To confront this enemy, America and our allies have taken the offensive with the full range of our military, intelligence, and law enforcement capabilities. Yet this battle is more than a military conflict. Like the Cold War, it's an ideological struggle between two fundamentally different visions of humanity. On one side are the extremists, who promise paradise, but deliver a life of public beatings and repression of women and suicide bombings. On the other side are huge numbers of moderate men and women — including millions in the Muslim world — who believe that every human life has dignity and value that no power on Earth can take away.
The most powerful weapon in the struggle against extremism is not bullets or bombs — it is the universal appeal of freedom. Freedom is the design of our Maker, and the longing of every soul. Freedom is the best way to unleash the creativity and economic potential of a nation. Freedom is the only ordering of a society that leads to justice. And human freedom is the only way to achieve human rights.
Expanding freedom is more than a moral imperative — it is the only realistic way to protect our people in the long run. Years ago, Andrei Sakharov warned that a country that does not respect the rights of its own people will not respond to the rights of its neighbors. History proves him right. Governments accountable to their people do not attack each other.

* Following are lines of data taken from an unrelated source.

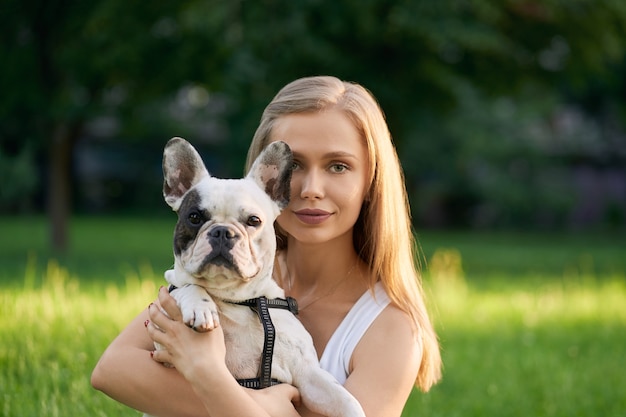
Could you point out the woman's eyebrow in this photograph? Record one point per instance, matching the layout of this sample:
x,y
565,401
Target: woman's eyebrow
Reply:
x,y
330,155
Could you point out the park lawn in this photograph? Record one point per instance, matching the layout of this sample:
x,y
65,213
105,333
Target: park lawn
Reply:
x,y
529,324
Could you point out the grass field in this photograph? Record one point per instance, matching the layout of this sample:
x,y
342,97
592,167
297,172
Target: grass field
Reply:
x,y
530,324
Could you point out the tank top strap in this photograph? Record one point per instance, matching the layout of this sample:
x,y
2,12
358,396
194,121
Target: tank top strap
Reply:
x,y
338,352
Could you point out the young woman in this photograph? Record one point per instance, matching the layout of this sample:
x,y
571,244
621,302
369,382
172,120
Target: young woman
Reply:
x,y
346,253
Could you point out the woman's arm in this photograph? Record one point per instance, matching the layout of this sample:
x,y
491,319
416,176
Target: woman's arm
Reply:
x,y
128,374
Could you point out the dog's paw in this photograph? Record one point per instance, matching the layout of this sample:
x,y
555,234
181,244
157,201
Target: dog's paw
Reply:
x,y
201,315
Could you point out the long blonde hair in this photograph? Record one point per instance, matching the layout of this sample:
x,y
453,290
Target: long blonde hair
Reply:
x,y
383,235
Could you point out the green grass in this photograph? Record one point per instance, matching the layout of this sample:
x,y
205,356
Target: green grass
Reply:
x,y
529,324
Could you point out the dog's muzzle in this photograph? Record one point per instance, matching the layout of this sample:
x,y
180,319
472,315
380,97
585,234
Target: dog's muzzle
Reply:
x,y
222,240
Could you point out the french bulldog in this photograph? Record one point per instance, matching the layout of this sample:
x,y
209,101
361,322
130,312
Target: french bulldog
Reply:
x,y
224,249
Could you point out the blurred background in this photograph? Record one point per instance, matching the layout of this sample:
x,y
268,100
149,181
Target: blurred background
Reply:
x,y
506,114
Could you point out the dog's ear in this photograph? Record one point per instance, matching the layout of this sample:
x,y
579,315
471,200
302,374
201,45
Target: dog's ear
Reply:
x,y
272,172
182,169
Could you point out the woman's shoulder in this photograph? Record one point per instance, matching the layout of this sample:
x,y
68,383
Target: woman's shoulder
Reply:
x,y
390,335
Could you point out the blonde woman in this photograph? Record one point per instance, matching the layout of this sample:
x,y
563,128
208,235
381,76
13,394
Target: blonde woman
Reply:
x,y
346,253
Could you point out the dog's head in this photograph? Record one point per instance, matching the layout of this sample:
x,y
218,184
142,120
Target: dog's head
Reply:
x,y
225,235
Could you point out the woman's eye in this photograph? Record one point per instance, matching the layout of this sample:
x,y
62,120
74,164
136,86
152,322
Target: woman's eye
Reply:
x,y
254,221
195,218
339,168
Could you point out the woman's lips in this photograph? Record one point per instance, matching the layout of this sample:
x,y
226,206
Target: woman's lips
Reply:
x,y
312,216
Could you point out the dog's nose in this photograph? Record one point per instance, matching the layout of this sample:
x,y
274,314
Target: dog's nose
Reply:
x,y
223,235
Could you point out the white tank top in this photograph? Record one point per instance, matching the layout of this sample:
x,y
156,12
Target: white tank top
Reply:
x,y
338,351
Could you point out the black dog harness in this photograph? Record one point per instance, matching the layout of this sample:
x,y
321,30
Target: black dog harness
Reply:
x,y
260,306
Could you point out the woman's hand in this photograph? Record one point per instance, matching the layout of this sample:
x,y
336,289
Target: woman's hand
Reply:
x,y
190,352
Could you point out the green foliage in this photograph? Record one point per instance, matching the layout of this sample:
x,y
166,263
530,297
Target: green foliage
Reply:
x,y
19,181
444,72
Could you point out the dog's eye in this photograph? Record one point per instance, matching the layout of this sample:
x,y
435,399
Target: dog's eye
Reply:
x,y
254,221
195,218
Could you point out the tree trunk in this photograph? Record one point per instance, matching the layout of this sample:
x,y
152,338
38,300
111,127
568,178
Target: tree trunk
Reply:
x,y
60,185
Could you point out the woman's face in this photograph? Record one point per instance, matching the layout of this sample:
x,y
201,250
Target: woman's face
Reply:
x,y
330,176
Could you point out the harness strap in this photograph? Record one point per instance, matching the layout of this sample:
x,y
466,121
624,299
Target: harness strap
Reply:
x,y
260,306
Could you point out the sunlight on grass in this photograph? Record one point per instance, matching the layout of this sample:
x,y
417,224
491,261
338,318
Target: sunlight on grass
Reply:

Democracies address problems through the political process, instead of blaming outside scapegoats. Young people who can disagree openly with their leaders are less likely to adopt violent ideologies. And nations that commit to freedom for their people will not support extremists — they will join in defeating them.
For all these reasons, the United States is committed to the advance of freedom and democracy as the great alternatives to repression and radicalism. And we have a historic objective in view. In my second inaugural address, I pledged America to the ultimate goal of ending tyranny in our world. Some have said that qualifies me as a "dissident president." If standing for liberty in the world makes me a dissident, I wear that title with pride.
America pursues our freedom agenda in many ways — some vocal and visible, others quiet and hidden from view. Ending tyranny requires support for the forces of conscience that undermine repressive societies from within. The Soviet dissident Andrei Amalrik compared a tyrannical state to a soldier who constantly points a gun at his enemy — until his arms finally tire and the prisoner escapes. The role of the free world is to put pressure on the arms of the world's tyrants — and strengthen the prisoners who are trying to speed their collapse....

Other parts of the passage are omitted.